Soru bu şekilde sorulduğunda, cevap, "Tabii ki, her şey mümkün. Önemli olan, reenkarnasyon gerçek mi?" olacaktır. Makul şüphenin ötesinde, reenkarnasyonun gerçek olduğunu düşünmek için bir gerekçe gözükmüyor; zira bunu savunanların ne bir mekanizma önerebildiği var, ne deneysel bir yaklaşıma açık (yani ne test edilebilir), ne de yanlışlanabilir bir iddia. Bu bakımdan, bilimsel olarak araştırılabilir, dolayısıyla gerçekliğine genel geçer kanaat getirilebilir bir argüman olarak gözükmüyor.
Reenkarnasyonun gerçek olabilmesi için:
- Bedenden ayrı ve transfer edilebilir bir ruh olmalı (fiziksel ya da değil),
- Bu ruhun aktarımı sonucunda gerçekten kişinin bilinci yer/beden değiştirebilmeli,
- Bu aktarım öncesi ile sonrası arasında belirgin bir ilişki/nedensellik kurulabilmeli,
- Bu aktarımın bir mekanizması olmalı (mümkünse, tespit edilebilir bir mekanizması olmalı).
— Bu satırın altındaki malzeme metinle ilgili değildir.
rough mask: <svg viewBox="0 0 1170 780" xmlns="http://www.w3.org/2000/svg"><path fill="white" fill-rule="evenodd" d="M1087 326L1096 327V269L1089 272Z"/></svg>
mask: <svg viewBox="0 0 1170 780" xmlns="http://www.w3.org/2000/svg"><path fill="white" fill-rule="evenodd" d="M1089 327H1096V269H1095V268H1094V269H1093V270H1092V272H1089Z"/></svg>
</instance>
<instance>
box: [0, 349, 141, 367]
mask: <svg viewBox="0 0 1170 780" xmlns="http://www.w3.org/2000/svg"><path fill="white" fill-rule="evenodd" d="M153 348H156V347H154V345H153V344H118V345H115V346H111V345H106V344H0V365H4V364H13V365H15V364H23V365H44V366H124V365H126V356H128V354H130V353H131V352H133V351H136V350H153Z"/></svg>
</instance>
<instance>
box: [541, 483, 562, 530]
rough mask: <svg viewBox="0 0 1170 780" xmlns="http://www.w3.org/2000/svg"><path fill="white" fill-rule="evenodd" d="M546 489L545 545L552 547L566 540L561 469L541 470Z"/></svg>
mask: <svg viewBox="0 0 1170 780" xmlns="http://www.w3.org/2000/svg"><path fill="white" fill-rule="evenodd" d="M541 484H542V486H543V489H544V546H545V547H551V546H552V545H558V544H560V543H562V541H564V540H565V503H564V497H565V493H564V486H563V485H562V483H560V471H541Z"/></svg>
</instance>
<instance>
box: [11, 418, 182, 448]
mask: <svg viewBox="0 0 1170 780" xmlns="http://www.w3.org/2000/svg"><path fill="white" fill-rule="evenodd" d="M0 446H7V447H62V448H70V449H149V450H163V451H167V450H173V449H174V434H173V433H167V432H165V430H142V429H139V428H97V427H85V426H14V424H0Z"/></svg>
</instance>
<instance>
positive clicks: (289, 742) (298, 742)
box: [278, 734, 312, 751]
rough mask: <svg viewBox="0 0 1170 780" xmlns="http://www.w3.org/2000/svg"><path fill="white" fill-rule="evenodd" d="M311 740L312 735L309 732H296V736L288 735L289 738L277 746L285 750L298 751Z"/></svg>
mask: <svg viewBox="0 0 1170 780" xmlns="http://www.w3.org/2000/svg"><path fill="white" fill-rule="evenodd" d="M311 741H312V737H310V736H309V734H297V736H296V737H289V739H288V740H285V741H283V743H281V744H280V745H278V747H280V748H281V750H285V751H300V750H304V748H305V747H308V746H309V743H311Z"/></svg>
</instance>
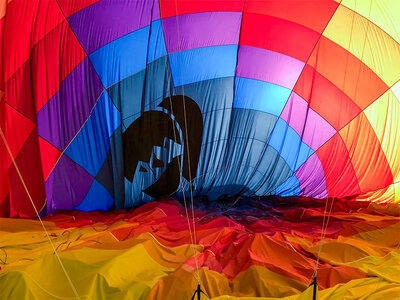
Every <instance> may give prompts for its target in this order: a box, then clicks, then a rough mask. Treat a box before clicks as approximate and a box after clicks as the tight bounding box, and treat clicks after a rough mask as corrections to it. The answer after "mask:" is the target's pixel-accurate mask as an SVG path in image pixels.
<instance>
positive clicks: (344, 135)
mask: <svg viewBox="0 0 400 300" xmlns="http://www.w3.org/2000/svg"><path fill="white" fill-rule="evenodd" d="M339 133H340V135H341V136H342V139H343V141H344V143H345V145H346V147H347V149H348V152H349V156H350V157H351V161H352V163H353V166H354V170H355V173H356V176H357V178H358V184H359V186H360V189H361V193H365V192H369V191H375V190H379V189H381V188H384V187H387V186H388V185H390V184H392V183H393V175H392V171H391V169H390V166H389V164H388V162H387V159H386V156H385V153H384V152H383V151H382V148H381V144H380V143H379V140H378V138H377V137H376V134H375V131H374V130H373V128H372V126H371V124H370V123H369V121H368V118H367V117H366V116H365V114H364V113H361V114H360V115H359V116H358V117H357V118H356V119H354V120H353V121H352V122H351V123H350V124H349V125H348V126H346V127H345V128H343V129H342V130H341V131H340V132H339Z"/></svg>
Bu, kısaltılmış bir liste. Yani reenkarnasyonun gerçek olması için yeterli değil; ama geçerli bir liste. Şu anda bu listedeki 4 öncül de en iyi ihtimalle tartışmalı, en kötü ihtimalle düpedüz yanlış.
Bunlar çözülmeden, reenkarnasyon var mı yok mu diye düşünmek bile anlamsız olacaktır. Ne var ki bunların neredeyse hiçbiri yanlışlanabilir veya test edilebilir argümanlar bile değil (hele ki daha 1. öncülde doğaüstü işin içine dahil edilecekse).
Bu nedenle reenkarnasyon, savunucularının bariz veri noksanlığı, argüman muğlaklığı ve genel sistemsizliği dolayısıyla bir sahtebilim (veya dayanaksız bir inanç) olarak görülmektedir.